Milano Moda, un tesoro che rischiamo di farci soffiare

Il backstage della sfilata di Francesco Scognamiglio alla Milano Fashion Week © Getty Images

Il settore crea posti di lavoro, è in salute, ricco di liquidità e poco indebitato, ma composto da aziende piccole: lo scenario ideale per chi vuole fare affari

Mentre Milano viene invasa da modelle, vip e personaggi di ogni genere per le sfilate della Settimana della Moda , tra un evento e l'altro c'è il tempo di fare un check up al settore. Il fashion italiano va alla grande, ma non ha le spalle molto larghe. L’intero comparto del tessile-moda-abbigliamento, stando ai dati della Camera nazionale della moda, nel 2016 il fatturato è passato da 82,5 a 84 miliardi, con una crescita dell’1,9%.

Andando nello specifico del fashion, ci sono i dati di R&S Mediobanca a inquadrare i numeri di un mondo che vale 4 punti di pil del Belpaese. Il giro d'affari ammonta a 62,6 miliardi di euro con 140 aziende con almeno 100 milioni di fatturato e una crescita media del 9,4% in un anno e del 28,4% dal 2011. E in quattro anni ha creato 57 mila nuovi posti di lavoro. Il re delle vendite è Luxottica , che con i suoi 8,8 miliardi di euro nel 2015, e prossima protagonista della fusione con Essilor. Secondo posto per Prada. Seconda classificata è Prada , con 3,5 miliardi, poi Armani con 2,6 miliardi, Calzedonia (2 miliardi) Otb (Diesel, Marni, Maison Margiela, 1,5 miliardi). Nel top 15 rientrano anche Ferragamo, Max Mara, Safilo, Zegna, Dolce & Gabbana, Benetton, Valentino, Tod’s, Lir (Geox) e Moncler .
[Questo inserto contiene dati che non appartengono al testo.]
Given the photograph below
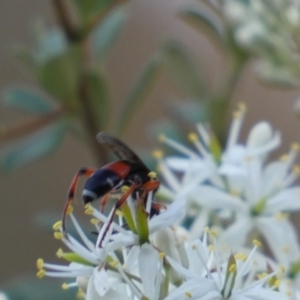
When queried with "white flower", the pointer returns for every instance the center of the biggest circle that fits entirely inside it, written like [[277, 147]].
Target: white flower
[[209, 277], [241, 186], [96, 266]]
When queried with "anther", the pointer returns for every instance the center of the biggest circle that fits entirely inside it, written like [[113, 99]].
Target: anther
[[59, 253], [69, 210], [94, 221], [41, 273], [89, 210], [193, 137], [158, 154], [64, 286], [57, 225], [124, 188], [161, 138], [152, 175], [256, 243], [40, 264], [188, 294], [58, 235]]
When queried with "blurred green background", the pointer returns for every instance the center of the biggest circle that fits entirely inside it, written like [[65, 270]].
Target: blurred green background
[[42, 186]]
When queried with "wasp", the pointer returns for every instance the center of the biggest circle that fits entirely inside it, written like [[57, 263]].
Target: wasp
[[127, 170]]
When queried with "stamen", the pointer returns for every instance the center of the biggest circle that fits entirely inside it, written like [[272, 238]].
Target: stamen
[[94, 221], [41, 273], [152, 175], [59, 253], [40, 264], [124, 188], [57, 225], [89, 210], [158, 154], [193, 137], [69, 210], [66, 286], [58, 235]]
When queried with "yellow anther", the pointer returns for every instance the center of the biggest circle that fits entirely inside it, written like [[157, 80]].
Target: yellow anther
[[256, 243], [94, 221], [234, 192], [262, 275], [283, 157], [236, 114], [213, 232], [286, 249], [276, 283], [80, 294], [58, 235], [124, 188], [161, 138], [64, 286], [193, 137], [282, 269], [41, 273], [158, 154], [40, 264], [281, 216], [57, 225], [295, 146], [240, 256], [232, 268], [119, 213], [296, 169], [114, 263], [69, 210], [211, 248], [89, 210], [59, 253], [152, 175], [242, 106]]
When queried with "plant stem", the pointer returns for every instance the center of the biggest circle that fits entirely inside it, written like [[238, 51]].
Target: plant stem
[[74, 34]]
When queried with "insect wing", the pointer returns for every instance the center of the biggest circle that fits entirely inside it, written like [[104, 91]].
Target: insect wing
[[120, 149]]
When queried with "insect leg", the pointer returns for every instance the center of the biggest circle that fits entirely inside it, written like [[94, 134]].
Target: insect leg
[[113, 212], [87, 172]]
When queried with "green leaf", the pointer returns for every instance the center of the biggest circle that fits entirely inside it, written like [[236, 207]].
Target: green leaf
[[29, 288], [50, 43], [36, 146], [204, 21], [107, 32], [88, 9], [24, 55], [140, 90], [59, 76], [183, 69], [99, 97], [27, 100]]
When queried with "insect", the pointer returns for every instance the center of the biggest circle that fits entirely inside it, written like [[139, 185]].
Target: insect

Tutto bene? Non proprio. Perché nonostante un testa a testa tra Italia (17,3 miliardi) e Francia (17,1) in un mercato globale da 251 miliardi di euro, la frammentazione italiana espone il nostro sistema a rischi di scalata da parte dei colossi francesi: Oltralpe, infatti, i gruppi importanti sono appena 31. I gruppi italiani della moda sono molto più piccoli dei francesi , meno redditizi ma molto più ricchi di liquidità (salita del 26% dal 2011) e dal basso indebitamento. Una situazione appetibile a interessi stranieri: basti pensare che Armani, da sola, ha una liquidità di oltre 600 milioni di euro (oltre il 509mila per cento sui debiti). Ma quasi tutti mostrano parametri irraggiungibili da altri gruppi industriali italiani: Max Mara ha un'incidenza di liquidità sui debiti del 785%, seguita da Geox (452%), Tod's (260%), Otb (l'universo Diesel fondato da Renzo Rosso) al 205% e D&G al 180%.